Previous introductory blogpost to this series.
Preamble: Random thoughts on spas
Part 1: Dual nature of touch: as PTs, do we "get" this? Part 1a: Touch can be pleasant, rilling Part 1b: Vallbo on C-tactiles
So, time to start tackling the section of the paper titled, Touch in affiliative behavior and communication.
The first paragraph, divided by me into numbered sentences:
"The most salient nonsexual, positively hedonic forms of social touch can be tentatively divided into categories.
"1. ‘‘Simple’’ touch involves brief, intentional contact to a relatively restricted location on the body surface of the receiver during a social interaction; the person who pats the hand of the little old lady on the bus or gently touches the waiter’s elbow while making a request is engaging in ‘‘simple’’ touch.
"2. ‘‘Protracted’’ touch involves longer and often mutual skin-to-skin contact between individuals, and usually includes a component of pressure, for example embracing, holding hands, and cuddling.
"3. Finally, ‘‘dynamic’’ touch involves continuous movement over the skin from one point to another, and can often be repetitious, as in stroking, rubbing, and caressing.
"4. Tickling presents an additional special category, which is associated with playful behavior (especially with children) and is not likely to occur in the context of everyday interactions."
.......
The way I do manual therapy is, I think, based on this little category list, a cross between "protracted" and "dynamic." It isn't brief, like "simple touch," and no tickling is involved..
It's "protracted" in that I sit in one place for awhile, until I feel different output in that place, then move on.

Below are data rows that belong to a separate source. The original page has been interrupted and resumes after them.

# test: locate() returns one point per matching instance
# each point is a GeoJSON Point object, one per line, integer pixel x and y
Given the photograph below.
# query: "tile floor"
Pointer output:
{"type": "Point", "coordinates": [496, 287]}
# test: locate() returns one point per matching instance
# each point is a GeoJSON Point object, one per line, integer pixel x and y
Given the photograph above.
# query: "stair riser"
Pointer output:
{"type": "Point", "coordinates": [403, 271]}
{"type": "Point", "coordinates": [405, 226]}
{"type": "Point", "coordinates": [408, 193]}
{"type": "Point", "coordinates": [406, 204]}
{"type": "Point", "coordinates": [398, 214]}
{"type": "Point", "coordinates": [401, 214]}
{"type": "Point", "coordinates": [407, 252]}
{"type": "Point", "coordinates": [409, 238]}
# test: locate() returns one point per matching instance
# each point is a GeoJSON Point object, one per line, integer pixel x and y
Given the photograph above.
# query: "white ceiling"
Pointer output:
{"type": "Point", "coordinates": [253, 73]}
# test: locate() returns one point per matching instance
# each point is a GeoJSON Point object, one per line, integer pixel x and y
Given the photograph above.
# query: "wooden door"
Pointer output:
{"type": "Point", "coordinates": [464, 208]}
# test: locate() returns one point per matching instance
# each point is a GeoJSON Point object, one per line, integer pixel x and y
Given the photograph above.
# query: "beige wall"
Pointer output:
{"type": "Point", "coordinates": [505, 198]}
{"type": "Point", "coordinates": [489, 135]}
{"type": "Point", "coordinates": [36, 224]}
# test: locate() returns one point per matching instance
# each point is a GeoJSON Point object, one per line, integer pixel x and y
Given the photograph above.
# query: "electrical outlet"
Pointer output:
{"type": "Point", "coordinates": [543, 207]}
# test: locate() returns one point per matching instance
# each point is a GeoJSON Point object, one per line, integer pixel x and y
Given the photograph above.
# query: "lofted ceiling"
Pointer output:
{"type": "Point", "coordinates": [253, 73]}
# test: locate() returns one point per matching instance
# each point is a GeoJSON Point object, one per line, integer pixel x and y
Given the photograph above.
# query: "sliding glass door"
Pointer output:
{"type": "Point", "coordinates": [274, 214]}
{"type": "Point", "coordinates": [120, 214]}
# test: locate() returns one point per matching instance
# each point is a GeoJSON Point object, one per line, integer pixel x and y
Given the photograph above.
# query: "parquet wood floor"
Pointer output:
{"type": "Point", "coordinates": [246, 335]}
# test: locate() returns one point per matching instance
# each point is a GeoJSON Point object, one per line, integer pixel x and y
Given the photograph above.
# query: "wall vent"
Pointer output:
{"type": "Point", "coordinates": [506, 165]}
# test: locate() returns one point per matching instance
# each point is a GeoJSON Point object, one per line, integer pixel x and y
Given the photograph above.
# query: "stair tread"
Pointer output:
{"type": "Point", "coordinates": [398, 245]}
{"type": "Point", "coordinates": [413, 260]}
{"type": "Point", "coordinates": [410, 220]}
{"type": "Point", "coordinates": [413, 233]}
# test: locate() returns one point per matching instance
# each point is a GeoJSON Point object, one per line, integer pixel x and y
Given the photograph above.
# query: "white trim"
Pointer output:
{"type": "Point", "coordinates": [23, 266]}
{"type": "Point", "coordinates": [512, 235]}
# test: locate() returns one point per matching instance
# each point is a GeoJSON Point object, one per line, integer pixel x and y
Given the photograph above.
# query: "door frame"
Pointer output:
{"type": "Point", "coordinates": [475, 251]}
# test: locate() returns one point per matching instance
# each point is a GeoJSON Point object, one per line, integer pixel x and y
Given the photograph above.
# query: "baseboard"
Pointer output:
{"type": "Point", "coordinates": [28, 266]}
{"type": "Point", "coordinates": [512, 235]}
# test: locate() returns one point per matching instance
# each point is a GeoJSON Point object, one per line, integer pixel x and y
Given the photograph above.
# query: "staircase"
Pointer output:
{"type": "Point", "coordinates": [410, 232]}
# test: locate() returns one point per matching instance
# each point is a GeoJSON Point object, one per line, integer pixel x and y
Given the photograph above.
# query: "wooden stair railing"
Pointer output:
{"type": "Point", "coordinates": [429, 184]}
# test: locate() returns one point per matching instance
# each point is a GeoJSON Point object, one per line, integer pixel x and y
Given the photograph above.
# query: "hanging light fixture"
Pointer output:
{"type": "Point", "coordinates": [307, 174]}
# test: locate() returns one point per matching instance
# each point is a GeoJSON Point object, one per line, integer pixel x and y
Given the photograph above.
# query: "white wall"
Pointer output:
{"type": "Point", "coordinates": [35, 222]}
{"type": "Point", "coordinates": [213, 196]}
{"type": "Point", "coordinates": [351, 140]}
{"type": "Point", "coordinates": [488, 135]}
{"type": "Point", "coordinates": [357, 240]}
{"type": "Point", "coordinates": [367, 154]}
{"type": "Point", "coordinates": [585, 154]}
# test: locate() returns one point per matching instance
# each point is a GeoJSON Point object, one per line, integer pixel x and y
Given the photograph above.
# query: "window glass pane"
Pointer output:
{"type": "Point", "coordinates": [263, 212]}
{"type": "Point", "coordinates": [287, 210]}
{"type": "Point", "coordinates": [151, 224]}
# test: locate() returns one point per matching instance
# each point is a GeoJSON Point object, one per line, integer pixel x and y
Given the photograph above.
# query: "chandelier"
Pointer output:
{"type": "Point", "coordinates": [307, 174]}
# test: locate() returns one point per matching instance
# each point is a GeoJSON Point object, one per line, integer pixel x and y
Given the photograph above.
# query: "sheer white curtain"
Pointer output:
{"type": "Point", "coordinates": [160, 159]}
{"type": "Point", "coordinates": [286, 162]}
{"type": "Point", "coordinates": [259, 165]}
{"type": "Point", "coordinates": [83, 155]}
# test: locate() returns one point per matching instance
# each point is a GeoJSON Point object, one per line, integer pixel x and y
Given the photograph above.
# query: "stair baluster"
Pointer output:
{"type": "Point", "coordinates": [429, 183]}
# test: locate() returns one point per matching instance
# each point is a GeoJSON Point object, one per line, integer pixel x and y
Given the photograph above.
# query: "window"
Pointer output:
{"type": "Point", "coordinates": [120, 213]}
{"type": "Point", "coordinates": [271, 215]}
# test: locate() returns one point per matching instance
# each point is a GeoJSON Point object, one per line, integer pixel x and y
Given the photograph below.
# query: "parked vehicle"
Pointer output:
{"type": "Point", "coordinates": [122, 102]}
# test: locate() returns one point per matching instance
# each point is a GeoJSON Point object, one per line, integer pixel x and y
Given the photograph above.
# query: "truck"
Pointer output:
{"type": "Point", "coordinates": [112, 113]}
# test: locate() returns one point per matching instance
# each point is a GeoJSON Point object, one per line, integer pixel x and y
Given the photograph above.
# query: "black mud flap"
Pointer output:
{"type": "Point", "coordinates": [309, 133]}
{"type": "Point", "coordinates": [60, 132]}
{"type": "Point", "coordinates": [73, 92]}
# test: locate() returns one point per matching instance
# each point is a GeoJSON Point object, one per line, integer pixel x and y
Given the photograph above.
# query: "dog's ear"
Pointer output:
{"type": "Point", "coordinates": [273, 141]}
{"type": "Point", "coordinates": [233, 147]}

It's certainly not mutual physical contact however.. I am paid to be the toucher, not the touchee. Not that the patient's brain isn't hard at work feeling me touching its organism's nerves.
Not that it isn't busy incorporating me into its representational maps, as it would a white cane if it were a blind person, feeling the sidewalk through one.
Not that it isn't taking the opportunity to refresh its own maps of its own temporarily less-painful "body."
Just that no one has their hands on my skin.
It's "dynamic" in that once I feel a slowing down or stopping of any further "busy-ology" going on under my hands through my fingers, I move on to a new place. Sometimes I add some finger flutter type of provocation to skin, just to see what the nervous system is going to do in response. I guess this would be the equivalent of fly fishing, where you throw in the lure, then wiggle it a bit, to see if you can entice anything to come over and investigate. But I don't slide around over skin.. I try to distort it, lengthen it while holding onto to it, not slide over it.
I figure I'm engaging Ruffini's when I do that. Sometimes I even use Dycem, as I have small hands, and sometimes skin can be dry, or slippery, or so firmly attached that it's hard to deform it at all.
I think they should have added a 5th category, touch done with the intent to relive nociceptive input. Anti-nociceptive touch.